- A bilinear form $B: V × V → K$, when the inputs are 2 vectors, has 1 element of their field as output.
- A linear map $L: V → W$, when the input is 1 vector, has 1 vector as output.
I have seen cases of maps that worked as bilinear forms and simultaneously as linear maps, e.g. the metric tensor of rank (0,2); consider the expression $g_{\mu\nu}dx^\mu dx^\nu$:
- As a bilinear form, it takes two vectors as inputs and it outputs 1 field element (e.g. if the inputs are the local position vectors, it outputs the value of the line element);
- As a linear map, it takes only the first vector as an input, and it outputs its dual: $g_{\mu\nu}dx^\mu dx^\nu = dx_\nu dx^\nu$. In this way, the metric tensor working as a linear map is acting as the "dual converter".
Note that I am not interested in the reason why the results come out the same in both cases (it's trivial to understand). I am interested in the mechanism and conditions that allow a map to have such double-face.
I would like to know: is it always the case that a bilinear form (2 inputs, 1 output) can be interpreted also as a linear map (1 input, 1 output)? If not, what requirements are there for a bilinear form (2 inputs, 1 output), to work also as a linear map (1 input, 1 output)?

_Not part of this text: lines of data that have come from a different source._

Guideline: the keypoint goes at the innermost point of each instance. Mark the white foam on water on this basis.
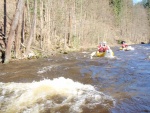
(37, 97)
(45, 69)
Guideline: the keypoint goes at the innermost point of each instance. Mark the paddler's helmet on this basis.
(104, 43)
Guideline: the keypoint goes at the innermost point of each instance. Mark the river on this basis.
(74, 83)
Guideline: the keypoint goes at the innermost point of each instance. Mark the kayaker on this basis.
(103, 47)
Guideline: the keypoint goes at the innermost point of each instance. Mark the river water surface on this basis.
(74, 83)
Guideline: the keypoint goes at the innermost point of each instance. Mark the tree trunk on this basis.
(11, 35)
(32, 29)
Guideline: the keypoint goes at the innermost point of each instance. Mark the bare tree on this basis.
(11, 35)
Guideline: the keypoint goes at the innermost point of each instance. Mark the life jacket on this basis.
(124, 45)
(100, 48)
(105, 48)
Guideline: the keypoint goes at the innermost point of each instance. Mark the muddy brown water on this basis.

A bilinear map $B\colon U\times V \to W$ gives for every $u\in U$ a linear map $B(u,-)\colon V \to W$. This assignment can be seen as a map $U\to L(V;W)$, $u\mapsto B(u,-)$, which is easily verified to be linear. Similarly, it also gives a linear map $V\to L(U;W)$, $v\mapsto B(-,v)$. So except for linearity there are no additional conditions.
Note that $L(V;K) = V^*$ per definition, so for bilinear forms we indeed get maps to the duals $V^*$ and $U^*$.